Relax, if you love him and your sure that you want to be with him for life, because once you have a baby your going to be involved in each others lives for at least 18 years don't go adding to the stress of TTC with worries about things that you cannot change.
I know its sound stupid to only realise now but think it really hit home over the weekend cos we were talking about it so much.We decided last month on ttc in jan but now that we have to arrange doc appointment etc that we really have discussed it.
I know he loves me and wants to have a baby. He has 2 kids but for different reasons has never actually raised them.he has been in contact with them the whole time but between one thing and another has never lived with them.
He is really looking forward to having a more hands on this time.Just feel a bit sad that we can't go through it being the first time for both of us.
There is no getting around it: when your partner already has kids and you don't, it is hard.
My Dh has two and my best friend's hubby already had one. We used to spend our time dreaming about our first babies and how disappointing it was that the lads would not be as into it as we would.
They aren't going to be. Face facts. Yes, the pregnancy is different, the woman is different, he loves you more, its your first baby together etc etc. But it isn't the same.
My DH is pleased about the baby but not overly excited. He doesn't really want to know all the details and is more excited talking about it to other people than to me. That can hurt sometimes. BUT:
A lot of men are like that anyway. They don't get the whole baby thing until it is handed to them. My friend's hubbie had no interest in the pregnancy but worships his daughter.

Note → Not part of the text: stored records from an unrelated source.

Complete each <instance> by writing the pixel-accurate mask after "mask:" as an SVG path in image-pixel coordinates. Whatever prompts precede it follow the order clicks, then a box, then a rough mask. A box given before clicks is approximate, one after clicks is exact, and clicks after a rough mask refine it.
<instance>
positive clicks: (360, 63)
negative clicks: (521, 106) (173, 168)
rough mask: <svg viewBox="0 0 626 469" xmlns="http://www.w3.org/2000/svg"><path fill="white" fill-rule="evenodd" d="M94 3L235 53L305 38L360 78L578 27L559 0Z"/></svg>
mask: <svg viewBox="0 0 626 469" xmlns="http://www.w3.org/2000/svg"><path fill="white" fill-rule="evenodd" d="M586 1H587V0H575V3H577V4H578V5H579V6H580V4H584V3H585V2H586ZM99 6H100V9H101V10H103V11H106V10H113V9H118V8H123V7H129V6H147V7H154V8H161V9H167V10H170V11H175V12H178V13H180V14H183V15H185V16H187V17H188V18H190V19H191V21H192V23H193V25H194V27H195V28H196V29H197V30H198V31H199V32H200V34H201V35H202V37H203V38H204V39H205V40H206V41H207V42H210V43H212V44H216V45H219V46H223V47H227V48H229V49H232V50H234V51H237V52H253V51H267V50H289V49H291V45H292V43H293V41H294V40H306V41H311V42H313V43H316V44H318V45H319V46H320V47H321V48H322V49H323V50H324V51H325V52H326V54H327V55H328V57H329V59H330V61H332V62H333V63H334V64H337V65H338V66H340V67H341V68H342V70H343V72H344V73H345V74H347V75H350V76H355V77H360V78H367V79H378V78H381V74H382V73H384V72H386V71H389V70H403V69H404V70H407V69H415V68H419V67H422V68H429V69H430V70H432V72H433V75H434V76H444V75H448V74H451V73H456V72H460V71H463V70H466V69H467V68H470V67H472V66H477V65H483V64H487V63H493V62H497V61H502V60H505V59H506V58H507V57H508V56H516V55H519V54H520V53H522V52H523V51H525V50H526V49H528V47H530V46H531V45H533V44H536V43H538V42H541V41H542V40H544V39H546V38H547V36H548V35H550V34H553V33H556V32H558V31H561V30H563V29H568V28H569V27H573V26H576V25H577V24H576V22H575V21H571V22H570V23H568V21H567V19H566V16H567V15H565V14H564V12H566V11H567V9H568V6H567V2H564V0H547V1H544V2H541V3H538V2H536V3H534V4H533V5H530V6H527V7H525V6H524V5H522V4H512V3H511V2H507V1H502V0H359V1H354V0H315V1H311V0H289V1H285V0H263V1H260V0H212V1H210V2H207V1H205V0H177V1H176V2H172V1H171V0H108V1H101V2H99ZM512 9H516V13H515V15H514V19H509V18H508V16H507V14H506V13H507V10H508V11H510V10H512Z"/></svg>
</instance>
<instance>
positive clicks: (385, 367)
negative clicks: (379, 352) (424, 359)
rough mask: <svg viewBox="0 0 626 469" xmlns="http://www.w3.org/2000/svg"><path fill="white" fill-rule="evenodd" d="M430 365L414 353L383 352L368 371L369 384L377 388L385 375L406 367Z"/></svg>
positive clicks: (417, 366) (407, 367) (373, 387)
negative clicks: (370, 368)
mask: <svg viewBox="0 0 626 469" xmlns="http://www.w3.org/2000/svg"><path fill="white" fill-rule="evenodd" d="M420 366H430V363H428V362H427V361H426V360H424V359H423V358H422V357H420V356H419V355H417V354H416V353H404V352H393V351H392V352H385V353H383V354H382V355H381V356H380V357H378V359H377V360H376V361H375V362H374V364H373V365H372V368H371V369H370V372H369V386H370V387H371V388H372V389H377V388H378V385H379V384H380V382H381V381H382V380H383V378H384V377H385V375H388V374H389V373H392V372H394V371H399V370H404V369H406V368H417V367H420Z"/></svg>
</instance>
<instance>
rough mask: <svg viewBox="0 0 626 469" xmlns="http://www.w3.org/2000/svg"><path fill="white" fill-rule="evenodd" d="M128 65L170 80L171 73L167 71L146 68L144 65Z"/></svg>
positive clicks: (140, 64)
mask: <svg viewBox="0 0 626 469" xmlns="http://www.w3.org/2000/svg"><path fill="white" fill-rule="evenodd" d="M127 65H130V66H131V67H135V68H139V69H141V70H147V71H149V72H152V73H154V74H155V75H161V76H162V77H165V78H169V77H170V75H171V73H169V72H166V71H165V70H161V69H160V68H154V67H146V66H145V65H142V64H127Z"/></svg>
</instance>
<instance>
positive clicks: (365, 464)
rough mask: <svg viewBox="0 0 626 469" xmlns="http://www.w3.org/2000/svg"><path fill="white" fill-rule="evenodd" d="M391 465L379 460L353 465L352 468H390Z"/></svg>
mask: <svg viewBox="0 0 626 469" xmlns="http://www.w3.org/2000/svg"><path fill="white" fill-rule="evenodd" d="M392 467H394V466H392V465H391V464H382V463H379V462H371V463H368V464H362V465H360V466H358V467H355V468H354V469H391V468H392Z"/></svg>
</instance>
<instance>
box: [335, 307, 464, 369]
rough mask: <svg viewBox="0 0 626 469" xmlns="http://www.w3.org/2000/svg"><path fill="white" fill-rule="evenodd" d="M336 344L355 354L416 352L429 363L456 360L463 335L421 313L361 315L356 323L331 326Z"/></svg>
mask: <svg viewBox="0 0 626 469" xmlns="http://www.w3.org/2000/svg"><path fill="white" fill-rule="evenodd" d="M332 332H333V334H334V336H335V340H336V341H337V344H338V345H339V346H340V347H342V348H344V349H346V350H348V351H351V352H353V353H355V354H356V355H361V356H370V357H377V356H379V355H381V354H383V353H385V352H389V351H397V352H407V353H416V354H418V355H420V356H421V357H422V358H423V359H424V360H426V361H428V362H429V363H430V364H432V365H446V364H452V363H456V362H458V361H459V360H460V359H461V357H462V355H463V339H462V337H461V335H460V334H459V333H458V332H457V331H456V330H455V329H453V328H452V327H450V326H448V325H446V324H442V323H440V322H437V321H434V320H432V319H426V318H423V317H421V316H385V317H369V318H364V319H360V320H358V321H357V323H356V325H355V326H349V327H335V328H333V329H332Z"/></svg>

My hubby adores his sons but freely admits he had no interest in their pregnancies either.
What you have to remember is this:
- He will adore the child, ye made it together and he adores you.
- Pregnancy is not as exciting for men, no matter how interested they try to be! How could it? Discuss your whole pg thing with your girl friends or on here, that's what women are good at.

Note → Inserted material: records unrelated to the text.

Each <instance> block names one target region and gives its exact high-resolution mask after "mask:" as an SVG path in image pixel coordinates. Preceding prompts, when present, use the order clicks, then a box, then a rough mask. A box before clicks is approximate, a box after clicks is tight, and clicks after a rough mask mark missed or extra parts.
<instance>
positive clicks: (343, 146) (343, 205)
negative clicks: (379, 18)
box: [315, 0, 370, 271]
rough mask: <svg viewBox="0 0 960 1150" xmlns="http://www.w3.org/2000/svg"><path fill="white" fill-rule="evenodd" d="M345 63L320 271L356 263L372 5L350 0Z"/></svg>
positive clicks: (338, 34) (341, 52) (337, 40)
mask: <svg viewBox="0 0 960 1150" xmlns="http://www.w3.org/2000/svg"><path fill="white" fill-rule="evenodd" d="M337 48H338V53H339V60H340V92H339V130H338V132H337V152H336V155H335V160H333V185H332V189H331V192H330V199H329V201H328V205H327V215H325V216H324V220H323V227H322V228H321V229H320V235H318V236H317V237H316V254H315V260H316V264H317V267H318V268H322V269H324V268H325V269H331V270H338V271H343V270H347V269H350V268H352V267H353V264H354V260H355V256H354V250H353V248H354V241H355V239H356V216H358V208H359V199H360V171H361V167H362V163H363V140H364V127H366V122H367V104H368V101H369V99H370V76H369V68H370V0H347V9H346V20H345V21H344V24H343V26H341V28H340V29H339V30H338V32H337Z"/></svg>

- If he's going to be a good dad once the baby is born, who cares if it's not his first? Or you can't give him all those specials 'firsts'? That goes with the turf I'm afraid. Once you both love the little one, as we will, does it really matter?
If you want to drive yourself mad about not giving him all the 'firsts', you will. I've learned to get over it and enjoy my pregnancy as much as I can, including him where I can. It's the best I can do. But it's MY first and I am going to enjoy every second of it...

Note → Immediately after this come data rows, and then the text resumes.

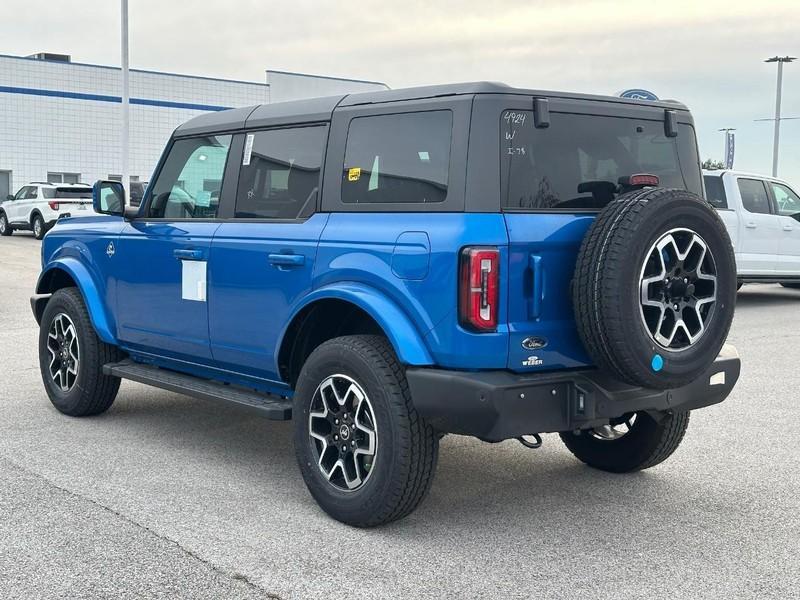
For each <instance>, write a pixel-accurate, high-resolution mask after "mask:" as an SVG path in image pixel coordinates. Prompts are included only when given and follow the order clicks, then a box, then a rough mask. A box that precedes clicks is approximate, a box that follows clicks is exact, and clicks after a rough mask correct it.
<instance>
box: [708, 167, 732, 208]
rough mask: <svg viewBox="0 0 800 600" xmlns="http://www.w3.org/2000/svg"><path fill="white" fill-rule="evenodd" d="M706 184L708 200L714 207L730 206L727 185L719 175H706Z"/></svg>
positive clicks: (727, 207) (719, 207)
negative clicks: (728, 202) (725, 193)
mask: <svg viewBox="0 0 800 600" xmlns="http://www.w3.org/2000/svg"><path fill="white" fill-rule="evenodd" d="M703 182H704V183H705V184H706V200H708V203H709V204H710V205H711V206H713V207H714V208H728V197H727V196H726V195H725V186H724V185H723V183H722V177H720V176H719V175H704V176H703Z"/></svg>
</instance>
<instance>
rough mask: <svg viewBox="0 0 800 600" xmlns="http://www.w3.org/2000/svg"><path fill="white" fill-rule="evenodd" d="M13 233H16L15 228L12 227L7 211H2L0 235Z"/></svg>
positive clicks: (7, 234)
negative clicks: (7, 216) (8, 218)
mask: <svg viewBox="0 0 800 600" xmlns="http://www.w3.org/2000/svg"><path fill="white" fill-rule="evenodd" d="M12 233H14V229H13V228H12V227H11V223H9V222H8V217H7V216H6V213H4V212H0V235H2V236H3V237H7V236H9V235H11V234H12Z"/></svg>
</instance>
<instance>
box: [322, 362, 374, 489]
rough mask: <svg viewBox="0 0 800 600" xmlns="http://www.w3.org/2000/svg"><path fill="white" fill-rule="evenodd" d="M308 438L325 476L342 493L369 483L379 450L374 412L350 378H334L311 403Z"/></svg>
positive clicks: (333, 486)
mask: <svg viewBox="0 0 800 600" xmlns="http://www.w3.org/2000/svg"><path fill="white" fill-rule="evenodd" d="M308 435H309V437H310V439H311V443H312V445H313V446H314V448H315V451H316V456H317V466H318V467H319V470H320V472H321V473H322V476H323V477H325V479H326V480H327V481H328V482H329V483H330V484H331V485H332V486H333V487H335V488H337V489H338V490H340V491H344V492H350V491H353V490H356V489H358V488H360V487H361V486H362V485H363V484H364V483H365V482H366V481H367V479H369V476H370V474H371V472H372V465H373V462H374V460H375V455H376V452H377V449H378V429H377V426H376V423H375V412H374V411H373V409H372V405H371V404H370V401H369V398H368V397H367V394H366V393H365V392H364V390H363V389H362V388H361V386H360V385H359V384H358V383H357V382H356V381H355V380H354V379H352V378H350V377H348V376H347V375H341V374H336V375H331V376H330V377H327V378H326V379H325V380H324V381H322V383H320V384H319V386H318V387H317V390H316V391H315V392H314V396H313V398H312V400H311V411H310V412H309V415H308Z"/></svg>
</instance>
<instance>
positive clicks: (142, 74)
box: [0, 56, 268, 190]
mask: <svg viewBox="0 0 800 600" xmlns="http://www.w3.org/2000/svg"><path fill="white" fill-rule="evenodd" d="M120 79H121V72H120V70H119V69H115V68H109V67H100V66H95V65H83V64H77V63H59V62H51V61H40V60H33V59H25V58H19V57H8V56H0V171H11V172H12V181H11V187H12V189H13V190H17V189H19V188H20V187H21V186H22V185H24V184H26V183H28V182H30V181H46V180H47V173H48V172H68V173H79V174H80V176H81V180H82V181H85V182H93V181H94V180H96V179H103V178H107V177H108V176H109V175H110V174H119V173H121V171H122V166H121V160H122V156H121V152H120V148H119V140H120V131H121V116H120V106H121V105H120V103H119V102H113V101H109V98H108V97H118V96H119V93H120V89H121V82H120ZM64 92H66V93H68V94H79V95H80V96H81V97H79V98H65V97H63V93H64ZM43 94H53V95H43ZM59 94H61V96H59ZM86 95H88V96H90V97H89V98H87V97H85V96H86ZM130 95H131V101H132V104H131V139H130V173H131V175H134V176H139V178H140V179H141V180H147V179H148V178H149V177H150V175H151V173H152V171H153V169H154V167H155V165H156V162H157V161H158V158H159V156H160V155H161V151H162V150H163V148H164V144H165V142H166V141H167V139H168V138H169V136H170V134H171V133H172V131H173V130H174V129H175V128H176V127H177V126H178V125H180V124H181V123H183V122H184V121H187V120H188V119H190V118H192V117H194V116H197V115H198V114H201V113H202V112H205V111H206V110H209V109H210V107H230V108H233V107H239V106H249V105H254V104H263V103H265V102H267V101H268V94H267V86H266V84H265V83H248V82H238V81H226V80H217V79H208V78H202V77H191V76H184V75H172V74H164V73H153V72H145V71H138V70H131V93H130ZM98 97H99V98H98ZM137 100H144V101H146V102H148V103H153V102H154V103H156V104H158V103H164V102H167V103H171V104H170V105H166V106H164V105H160V106H152V105H142V104H137V103H136V102H137ZM174 104H178V106H175V105H174ZM185 104H189V105H192V106H189V107H187V106H181V105H185Z"/></svg>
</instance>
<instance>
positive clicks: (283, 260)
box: [268, 254, 306, 267]
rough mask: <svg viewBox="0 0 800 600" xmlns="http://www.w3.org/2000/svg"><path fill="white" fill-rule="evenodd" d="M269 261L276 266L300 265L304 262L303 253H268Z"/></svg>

Hope it all works out for you! xx
It makes snese when you hear it from some one else. I wouldn't change him havin kids for anything cos they are part of him.
99% of the time i am so excited and can't wait.i suppose dere is no point in worrying about something i can't change.
Thaks for the advice.Best of luck with the rest of your pregnancy Ducky.
I hope I didn't sound too negative on my last post, but unless you are in the situation, as we are, no-one can tell you what it's like.
So, to cheer it up a bit:
Good things about him already being a dad are:
- you know he can do it!! :D
- he will be more aware of the changes to his life and won't miss his old one as much
- he knows how to hold a baby
- he knows how hard it can be for mum
- you already know if he's a good dad (one of the things that made me fall in love with Dh is how much he loved and cherished his family and I knew he would look after me too!!)
- remember, he WANTS this baby, others may not have been strictly 'planned'
- ready made babysitters in older siblings!!